Bay leaves are one of the most popular ingredients of Indian cuisine, usually added to curries, biryanis, soups, and stews to add aroma to the dish. Although many people prefer to take out these tiny leaves from the dishes, these herbs have been highly valued for their nutritional and medicinal value in traditional medicine for centuries. Being rich in antioxidants, vitamins, and other beneficial plant compounds, bay leaves may positively influence one’s overall health when used as part of a healthy diet. Here are five science-backed health benefits of bay leaves that make them more than just a flavour enhancer.
Contains antioxidants that protect your cells
Being rich in antioxidants like polyphenols, flavonoids, and vitamin C, bay leaves may protect your body from oxidative stress. Oxidative stress is caused by the action of harmful free radicals that damage the healthy cells, leading to the development of different chronic diseases and premature aging. The consumption of bay leaves regularly may improve the activity of natural protection mechanisms of your body and reduce inflammation, thus helping you to keep cells safe from potential harm. In addition, antioxidants in bay leaves promote healthy skin and overall health of a person.
Promotes digestion
Traditionally, bay leaves were considered to be useful in the case of different gastrointestinal problems. Some compounds in bay leaves stimulate the secretion of digestive enzymes, thus enabling a body to digest the food better. Moreover, the use of bay leaves regularly may reduce some typical symptoms of indigestion such as bloating, pain and excessive gas formation. To promote healthy digestion, you may drink bay leaf water or add the spice to your favourite dishes. However, remember that the whole leaves should be taken out of the dishes since bay leaves are not easily digested.

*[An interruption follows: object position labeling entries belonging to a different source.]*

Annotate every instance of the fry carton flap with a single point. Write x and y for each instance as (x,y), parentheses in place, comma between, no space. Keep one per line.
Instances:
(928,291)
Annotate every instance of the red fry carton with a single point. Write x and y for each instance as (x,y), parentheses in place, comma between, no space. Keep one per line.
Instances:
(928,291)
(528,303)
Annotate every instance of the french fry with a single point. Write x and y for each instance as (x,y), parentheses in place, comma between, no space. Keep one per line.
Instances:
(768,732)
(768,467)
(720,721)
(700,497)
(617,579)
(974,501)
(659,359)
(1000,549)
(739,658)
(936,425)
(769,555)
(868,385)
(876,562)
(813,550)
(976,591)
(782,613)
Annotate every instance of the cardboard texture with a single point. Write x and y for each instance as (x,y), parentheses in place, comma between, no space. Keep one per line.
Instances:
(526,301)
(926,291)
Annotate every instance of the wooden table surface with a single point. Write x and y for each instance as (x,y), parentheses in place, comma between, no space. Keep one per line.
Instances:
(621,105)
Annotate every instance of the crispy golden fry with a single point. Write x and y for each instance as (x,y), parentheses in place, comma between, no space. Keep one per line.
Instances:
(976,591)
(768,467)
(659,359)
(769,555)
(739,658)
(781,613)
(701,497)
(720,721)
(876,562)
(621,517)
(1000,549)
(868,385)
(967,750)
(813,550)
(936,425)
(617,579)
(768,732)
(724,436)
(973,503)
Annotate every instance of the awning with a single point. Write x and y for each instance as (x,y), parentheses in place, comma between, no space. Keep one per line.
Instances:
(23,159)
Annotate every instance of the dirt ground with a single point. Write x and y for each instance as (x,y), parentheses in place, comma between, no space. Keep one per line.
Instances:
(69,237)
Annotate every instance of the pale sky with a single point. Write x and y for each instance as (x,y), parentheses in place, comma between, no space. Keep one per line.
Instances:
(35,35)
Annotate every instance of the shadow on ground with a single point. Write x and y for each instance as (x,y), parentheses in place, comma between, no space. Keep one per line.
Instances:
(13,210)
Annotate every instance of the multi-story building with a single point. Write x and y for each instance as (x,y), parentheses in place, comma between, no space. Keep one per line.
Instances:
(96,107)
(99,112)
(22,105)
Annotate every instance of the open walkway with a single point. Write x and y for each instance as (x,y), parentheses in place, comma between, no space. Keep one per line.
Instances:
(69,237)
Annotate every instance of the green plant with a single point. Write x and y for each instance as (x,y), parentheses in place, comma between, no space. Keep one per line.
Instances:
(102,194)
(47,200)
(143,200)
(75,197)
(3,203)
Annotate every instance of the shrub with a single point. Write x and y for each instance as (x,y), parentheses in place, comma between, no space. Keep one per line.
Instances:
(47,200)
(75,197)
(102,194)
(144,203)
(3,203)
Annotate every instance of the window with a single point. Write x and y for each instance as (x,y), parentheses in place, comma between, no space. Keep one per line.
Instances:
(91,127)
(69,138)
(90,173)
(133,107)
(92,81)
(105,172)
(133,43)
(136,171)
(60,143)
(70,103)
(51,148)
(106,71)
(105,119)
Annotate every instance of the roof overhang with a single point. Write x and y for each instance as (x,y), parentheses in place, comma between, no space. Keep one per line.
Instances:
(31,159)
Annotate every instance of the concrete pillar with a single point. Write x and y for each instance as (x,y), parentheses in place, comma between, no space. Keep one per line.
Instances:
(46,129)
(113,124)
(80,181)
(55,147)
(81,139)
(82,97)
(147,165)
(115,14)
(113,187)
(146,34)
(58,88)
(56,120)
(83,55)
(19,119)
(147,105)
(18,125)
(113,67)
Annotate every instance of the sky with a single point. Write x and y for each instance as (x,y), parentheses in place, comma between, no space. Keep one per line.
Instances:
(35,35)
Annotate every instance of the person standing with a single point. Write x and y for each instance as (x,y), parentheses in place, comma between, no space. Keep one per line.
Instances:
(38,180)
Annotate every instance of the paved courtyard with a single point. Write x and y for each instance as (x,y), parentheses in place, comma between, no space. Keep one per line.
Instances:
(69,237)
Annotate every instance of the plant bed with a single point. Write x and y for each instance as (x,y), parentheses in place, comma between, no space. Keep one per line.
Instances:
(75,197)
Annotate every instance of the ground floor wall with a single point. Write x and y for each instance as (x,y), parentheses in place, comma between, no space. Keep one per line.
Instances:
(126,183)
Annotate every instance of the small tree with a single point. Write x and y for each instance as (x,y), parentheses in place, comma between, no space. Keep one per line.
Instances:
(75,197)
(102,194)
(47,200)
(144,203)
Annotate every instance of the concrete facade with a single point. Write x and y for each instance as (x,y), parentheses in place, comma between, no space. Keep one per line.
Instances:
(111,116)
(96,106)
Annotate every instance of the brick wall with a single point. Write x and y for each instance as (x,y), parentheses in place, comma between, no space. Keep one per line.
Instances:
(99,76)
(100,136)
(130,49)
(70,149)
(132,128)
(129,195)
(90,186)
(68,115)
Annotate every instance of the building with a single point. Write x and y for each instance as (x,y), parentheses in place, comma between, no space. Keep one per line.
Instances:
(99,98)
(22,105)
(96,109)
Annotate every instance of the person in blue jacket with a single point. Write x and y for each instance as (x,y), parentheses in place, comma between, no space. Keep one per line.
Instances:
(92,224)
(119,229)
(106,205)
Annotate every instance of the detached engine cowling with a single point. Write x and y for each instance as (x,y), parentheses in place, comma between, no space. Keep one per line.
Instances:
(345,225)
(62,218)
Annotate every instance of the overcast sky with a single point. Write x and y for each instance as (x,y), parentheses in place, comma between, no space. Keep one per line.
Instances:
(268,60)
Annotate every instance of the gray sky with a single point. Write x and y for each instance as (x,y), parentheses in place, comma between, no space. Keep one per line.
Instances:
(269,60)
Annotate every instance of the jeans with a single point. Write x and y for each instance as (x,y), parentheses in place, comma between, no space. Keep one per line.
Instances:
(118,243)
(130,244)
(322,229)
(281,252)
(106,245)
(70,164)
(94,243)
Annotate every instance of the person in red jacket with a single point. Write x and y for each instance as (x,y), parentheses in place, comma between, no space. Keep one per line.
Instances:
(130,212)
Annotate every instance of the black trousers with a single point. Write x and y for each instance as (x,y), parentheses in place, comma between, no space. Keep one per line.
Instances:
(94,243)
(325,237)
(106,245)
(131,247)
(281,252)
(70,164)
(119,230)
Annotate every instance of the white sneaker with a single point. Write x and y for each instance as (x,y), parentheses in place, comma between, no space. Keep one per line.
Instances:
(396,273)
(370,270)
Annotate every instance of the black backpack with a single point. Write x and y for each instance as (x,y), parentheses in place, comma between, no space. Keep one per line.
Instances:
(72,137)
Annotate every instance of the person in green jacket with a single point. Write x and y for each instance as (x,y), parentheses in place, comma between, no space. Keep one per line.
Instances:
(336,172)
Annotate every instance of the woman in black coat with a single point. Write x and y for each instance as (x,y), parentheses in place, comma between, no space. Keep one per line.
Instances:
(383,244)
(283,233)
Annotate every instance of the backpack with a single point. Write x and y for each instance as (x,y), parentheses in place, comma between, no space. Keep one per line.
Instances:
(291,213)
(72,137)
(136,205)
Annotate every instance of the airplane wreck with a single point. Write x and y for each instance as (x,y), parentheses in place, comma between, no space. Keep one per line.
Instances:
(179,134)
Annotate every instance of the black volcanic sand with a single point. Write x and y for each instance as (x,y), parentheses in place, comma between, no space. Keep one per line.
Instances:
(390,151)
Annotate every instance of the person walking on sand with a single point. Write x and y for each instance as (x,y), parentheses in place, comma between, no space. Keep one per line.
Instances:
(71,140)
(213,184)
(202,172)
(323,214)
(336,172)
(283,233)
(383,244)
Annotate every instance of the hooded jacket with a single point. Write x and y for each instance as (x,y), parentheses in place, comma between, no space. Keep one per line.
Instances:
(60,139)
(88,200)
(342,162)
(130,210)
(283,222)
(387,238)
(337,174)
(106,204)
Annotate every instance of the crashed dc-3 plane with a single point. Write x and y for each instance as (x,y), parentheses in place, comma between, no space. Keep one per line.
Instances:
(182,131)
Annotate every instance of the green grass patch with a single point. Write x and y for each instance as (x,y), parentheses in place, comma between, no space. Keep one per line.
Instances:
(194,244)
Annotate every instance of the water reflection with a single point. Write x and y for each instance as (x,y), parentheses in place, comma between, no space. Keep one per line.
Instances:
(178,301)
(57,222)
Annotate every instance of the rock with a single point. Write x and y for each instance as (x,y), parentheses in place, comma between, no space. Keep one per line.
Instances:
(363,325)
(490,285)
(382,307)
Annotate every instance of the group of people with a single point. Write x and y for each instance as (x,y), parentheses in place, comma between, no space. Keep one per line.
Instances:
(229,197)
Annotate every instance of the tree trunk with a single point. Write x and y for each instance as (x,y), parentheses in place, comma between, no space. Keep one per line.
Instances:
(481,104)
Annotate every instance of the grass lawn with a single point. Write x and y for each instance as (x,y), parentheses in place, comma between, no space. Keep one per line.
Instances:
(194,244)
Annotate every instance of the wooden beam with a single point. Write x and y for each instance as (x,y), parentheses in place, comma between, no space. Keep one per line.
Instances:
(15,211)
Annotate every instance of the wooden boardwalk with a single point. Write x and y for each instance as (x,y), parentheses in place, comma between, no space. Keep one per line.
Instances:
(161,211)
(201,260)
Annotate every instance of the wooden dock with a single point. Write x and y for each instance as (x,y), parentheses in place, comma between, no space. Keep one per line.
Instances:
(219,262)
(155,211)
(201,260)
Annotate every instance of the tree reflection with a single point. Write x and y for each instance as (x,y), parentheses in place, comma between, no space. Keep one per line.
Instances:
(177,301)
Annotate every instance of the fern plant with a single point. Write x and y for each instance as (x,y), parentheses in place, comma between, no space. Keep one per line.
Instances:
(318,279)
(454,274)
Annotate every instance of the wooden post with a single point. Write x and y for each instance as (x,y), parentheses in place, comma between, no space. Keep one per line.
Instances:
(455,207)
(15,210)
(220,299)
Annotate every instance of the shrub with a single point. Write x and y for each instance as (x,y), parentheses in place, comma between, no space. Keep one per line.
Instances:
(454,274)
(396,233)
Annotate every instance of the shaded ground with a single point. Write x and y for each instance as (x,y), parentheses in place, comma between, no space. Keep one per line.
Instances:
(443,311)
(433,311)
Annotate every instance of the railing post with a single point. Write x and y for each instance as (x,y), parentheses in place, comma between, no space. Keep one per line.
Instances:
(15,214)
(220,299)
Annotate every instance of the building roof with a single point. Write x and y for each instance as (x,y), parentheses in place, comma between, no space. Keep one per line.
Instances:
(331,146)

Helps in regulation of blood sugar levels
Bay leaves have been proven to have some positive impact on the work of insulin and glucose metabolism, thus being useful in managing type 2 diabetes. Plant compounds in bay leaves may improve the effect of insulin on the body, allowing a body to manage blood sugar levels better. Although the consumption of bay leaves will not replace your medication in any way, adding this spice to your healthy diet together with physical activity will help you to keep blood sugar levels under control.
Improves cardiovascular health
Bay leaves are rich in some beneficial plant compounds such as rutin and caffeic acid that are known to positively affect cardiovascular health. These plant compounds may help to strengthen the walls of blood vessels, reduce bad cholesterol levels and improve blood circulation. In addition, thanks to antioxidants in bay leaves, there will be fewer inflammatory processes, which is one of the main causes of heart diseases. The regular consumption of bay leaves as a part of a heart-friendly diet will contribute to cardiovascular health.
Strengthens immune system
Thanks to some antibacterial and antimicrobial compounds as well as vitamins A and C in bay leaves, the intake of these herbs may positively affect immune system. These compounds improve the body’s ability of the body to resist infections, thus reducing the risk of different seasonal diseases. To boost immunity during cold season, you may drink bay leaf tea or add bay leaves to your home-made dishes. Nonetheless, it is important to remember that good nutrition, regular exercise, and enough sleep are also needed for strong immunity.
Disclaimer:
While bay leaves offer several potential health benefits, they should be consumed as part of a balanced diet and not as a substitute for professional medical advice or prescribed treatment. Always consult a healthcare professional before using herbs for medicinal purposes, especially if you are pregnant, breastfeeding, or taking medications.